As we approach the season of Thanksgiving I’m left to wonder, what useful purpose does it serve to give thanks? How does giving thanks advance our cause or serve in self-actualization? As we collectively morph into a society where individuals exist only for self aggrandizement, where the only things worth doing seem to mean the only things worth doing to please myself, where does thanksgiving fit? If anything, an attitude of humble appreciation stands in sharp contrast to the mentality of entitlement. After all, why should I be grateful for things I naturally deserve? If everything is viewed as a matter of rights, even human rights, how could we possibly allow ourselves to denigrate what belongs to us as a matter of course? We do not seek privileges, but rights. Gratitude is not required.
Perhaps thanksgiving stands as a corrective to a flawed world view. The world doesn’t owe us anything.
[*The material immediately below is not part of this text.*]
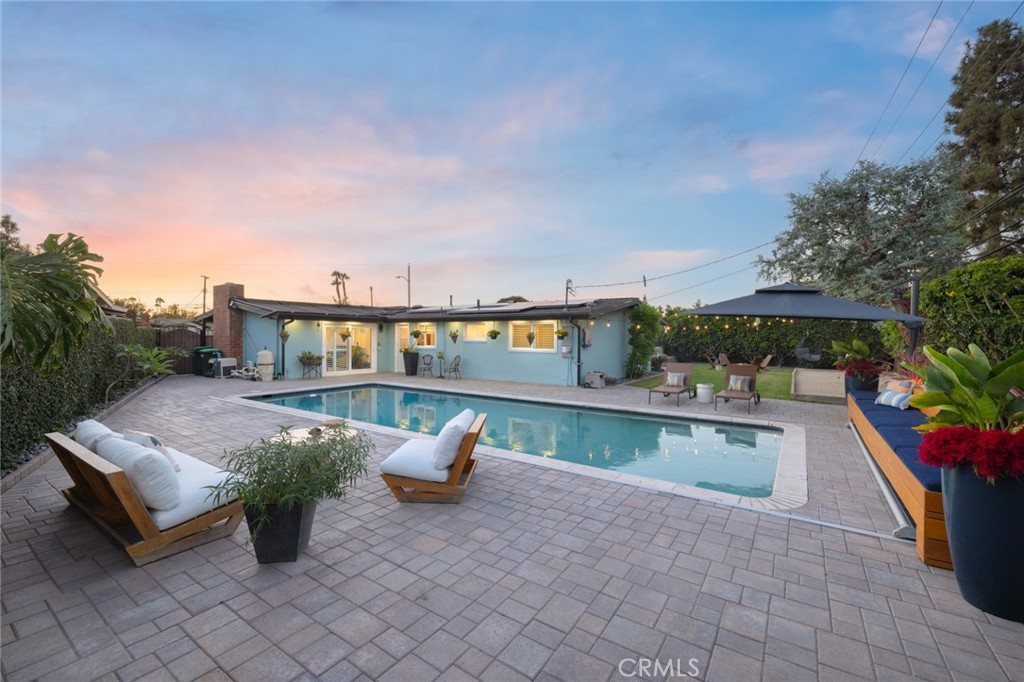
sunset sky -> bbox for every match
[0,1,1020,307]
Healthcare, education, freedom from discrimination, the ability to grow and advance are not truly rights. Most of the world lives without the assurances of comfort and support. The rights of all humans, while nobly articulated in documents and declarations, bear little weight in the real world where self interests collide and power struggles that have existed since the time of Cain and Abel continue to fracture homes and families.
Thanksgiving reminds us that in this world there are few guarantees. The few things are guaranteed tend not to be pleasant. Thanksgiving reminds us that there is a God who provides for us out of the richness of his grace. He sustains the fragile little ball we call our temporary home and we are blessed with an invitation to stay. Thanksgiving reminds us that our focus needs to be on something beyond us, wholly other and transcendent. Thanksgiving reminds us that what we have received is well beyond what we deserve.
In a world bombarded with illusory rights, thanksgiving reminds us of grace and mercy and blessing. It draws us into a relationship with the Divine, the Holy God. It reminds us of the sacrifice of God to reconcile us with Him. We are called to that same sense of sacrifice in our relationships with others. Thanksgiving reminds us that like is not about what you gain, but what you give, both to God and to others. Only those who are thankful understand the eternal perspective to love.